"Steve is that you? Are you alright?"

"Peggy! Schmidt's dead!"

"What about the plane?"

"That's a little bit tougher to explain."

"Give me your coordinates, I'll find you a safe landing sight."

"There's not going to be a safe landing. But I can try to for it down."

"I'll get Howard on the line, he'll know what to do."

"There's not enough time. This thing's moving too fast and it's heading for New York. I gotta put her in the water."

"Please don't do this. We have time. We can work it out."

"Right now I'm in the middle of nowhere. If I wait any longer a lot of people are going to die. Peggy, this is my choice.


"I'm here."

"I'm gonna need a rain check on that dance."

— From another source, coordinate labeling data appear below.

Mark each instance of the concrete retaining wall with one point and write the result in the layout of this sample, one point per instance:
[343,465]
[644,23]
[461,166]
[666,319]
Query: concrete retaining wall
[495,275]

"Alright. A week, next Saturday at the Stork Club."

"You got it."

"Eight o'clock on the dot, don't you dare be late. Understand?"

"You know, I still don't know how to dance."

"I'll show you how. Just be there."

"You'll have the band play something slow. I'd hate to step on your…"

The plane had hit the water with such force that it had disintegrated. What were once high-tech controls and radios were now particles of black and grey dust scattered among the bubbles and water.

The only thing which wasn't turned to ash was the one piece of cargo left aboard. A man, a man who was swimming, swimming with what little strength he had left to the surface of water so cold it paralyzed his lungs, slowed down his heart and bit at his skin like snakes. He hadn't felt so close to death before in his life, not even his life before the serum. He knew that if he were to just close his eyes, that maybe, just maybe, he could slip away, forever the forgotten super-soldier. Forever Steve Rogers, the relic and hope of an America at war. He would be a hero, though tragic, and a legend.

He knew that one day, his story would be told.

But it wasn't until he took one deep, jagged breath off the piercing cool air above icy waters that he knew he wanted to tell those stories. He wanted to be the one to pass along his life to his children, to grandchildren. He wanted to save more people, to be a hero a little while longer.

Yet he had hardly the strength to pull himself out of the water and onto a patch of ice in the middle of a foreboding and vast sea, never-ending in its awe and danger. Never ceasing in its brutality and might. His feet still hung in its cool blue form, sploshing against his savior ice, lapping against feet made bare by the wreck.

One more push, and he was free of the waters grasps, a decision which he began to regret the moment he began to turn into a man of frost. The water was warm, even if it was deceptively so. This block of ice which he now stuck to like a magnet had no such mercy. His skin was open to the wind on top, to the ice on bottom. He peeled his arm away from it once, cursing with the force required to do so mingled with a pain unknown by him before. His skin was blue and red, turning into an almost purple color, decorated with a frost, both beautiful and deadly.

He should have stayed in the water.

He floated for days, and by the end of the third, his body had become one with the ice, his mind aching for true warmth. He now knew this serum was a blessing and a curse. It would keep him alive both during battle and torture, without the grace to even grant him a moment of sleep. How cruel a thing a blessing was.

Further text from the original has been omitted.